Since artists like Lehman and Williams are newcomers to the art scene, they credit instructors like Lombardi for bringing out talents they never knew they had.

“Every session she adds something constructive, something that you didn’t see but just improves whatever you’re doing by your own hand,” Lehman said. “I just see whatever I do getting stronger and better each time.”

Even Kramer says she sees things differently now as a new artist thanks to Lombardi’s direction.

“No matter what you do,” Kramer said, “she sees something in it that’s just terrific.”

Meanwhile, Dennis Shelton sees how Lombardi gears newcomers into a more professional direction as he learns lessons, too.

He’s an artist in the exhibition who dedicated decades of his life honing his craft and even teaching art to students at the former John F. Kennedy High School.

“She’s teaching them as artists,” Shelton said. “She’s not teaching them to do one work and go off and put it on the refrigerator. She’s training them as artists.” 

The Vintage Artists Gallery formally celebrated its 40th anniversary with an opening reception May 19, and received positive feedback from its visitors and exhibiting artists.

When she first glanced at her work on display, all Lehman could feel was excitement.

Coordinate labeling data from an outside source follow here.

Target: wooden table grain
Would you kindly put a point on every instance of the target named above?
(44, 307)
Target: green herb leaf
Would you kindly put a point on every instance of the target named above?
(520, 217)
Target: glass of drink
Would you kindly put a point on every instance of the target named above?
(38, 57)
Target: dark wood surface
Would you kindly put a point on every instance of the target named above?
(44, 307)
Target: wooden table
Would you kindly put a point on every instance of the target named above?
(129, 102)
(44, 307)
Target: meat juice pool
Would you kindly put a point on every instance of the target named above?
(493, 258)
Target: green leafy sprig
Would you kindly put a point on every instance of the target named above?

“It’s actually pretty cool,” she said. “Even on such a basic level I feel that I’m on, I felt good framing my work and seeing it up there.”

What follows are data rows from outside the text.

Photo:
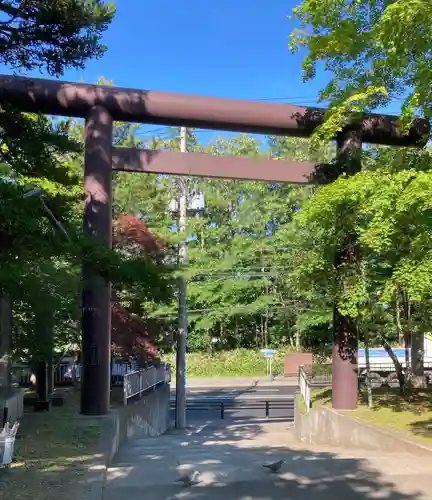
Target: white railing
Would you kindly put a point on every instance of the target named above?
(304, 387)
(139, 381)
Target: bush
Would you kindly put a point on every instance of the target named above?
(236, 363)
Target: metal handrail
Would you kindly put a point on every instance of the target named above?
(238, 404)
(304, 387)
(139, 381)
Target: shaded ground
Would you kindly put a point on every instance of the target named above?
(230, 461)
(410, 414)
(52, 452)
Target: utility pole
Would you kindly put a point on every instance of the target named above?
(183, 319)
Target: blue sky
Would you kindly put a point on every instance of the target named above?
(233, 48)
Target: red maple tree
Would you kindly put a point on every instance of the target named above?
(132, 335)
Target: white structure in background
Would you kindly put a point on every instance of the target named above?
(196, 204)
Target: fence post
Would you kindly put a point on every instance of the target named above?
(140, 383)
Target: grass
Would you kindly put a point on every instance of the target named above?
(410, 414)
(52, 452)
(236, 363)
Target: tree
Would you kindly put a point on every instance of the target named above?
(375, 51)
(51, 36)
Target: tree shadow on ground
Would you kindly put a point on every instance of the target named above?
(230, 461)
(422, 428)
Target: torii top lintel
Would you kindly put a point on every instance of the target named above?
(56, 97)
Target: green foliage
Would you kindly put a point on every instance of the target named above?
(375, 51)
(53, 34)
(236, 363)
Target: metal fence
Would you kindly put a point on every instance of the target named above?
(304, 387)
(66, 373)
(228, 406)
(139, 381)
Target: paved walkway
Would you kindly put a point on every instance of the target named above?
(238, 382)
(230, 461)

Williams has been a little apprehensive about sharing her work in the past, but she was grateful for visitors and artists who enjoyed her creations.

“I feel fantastic,” Williams said. “I’m rubbing elbows with real artists other than myself.”

As the exhibiting artists at the Vintage Artists Gallery look ahead to what’s next for their creative endeavors, they’re also reflecting on what they’ve learned at the senior center.

“For me, this is therapy,” Williams said. “I can lose myself. I can go on for days into my art work, and a lot of times I am.”

As for Shelton, seeing other people’s work at RSS has taught him there are no boundaries to art.

“The work really introduces you to the fact that anything’s possible,” Shelton said.

It’s even inspired him to continue sharing art with people he feels he’s truly connected with.

“This is a new chapter for me,” Shelton said. “A chapter I didn’t even know I needed.”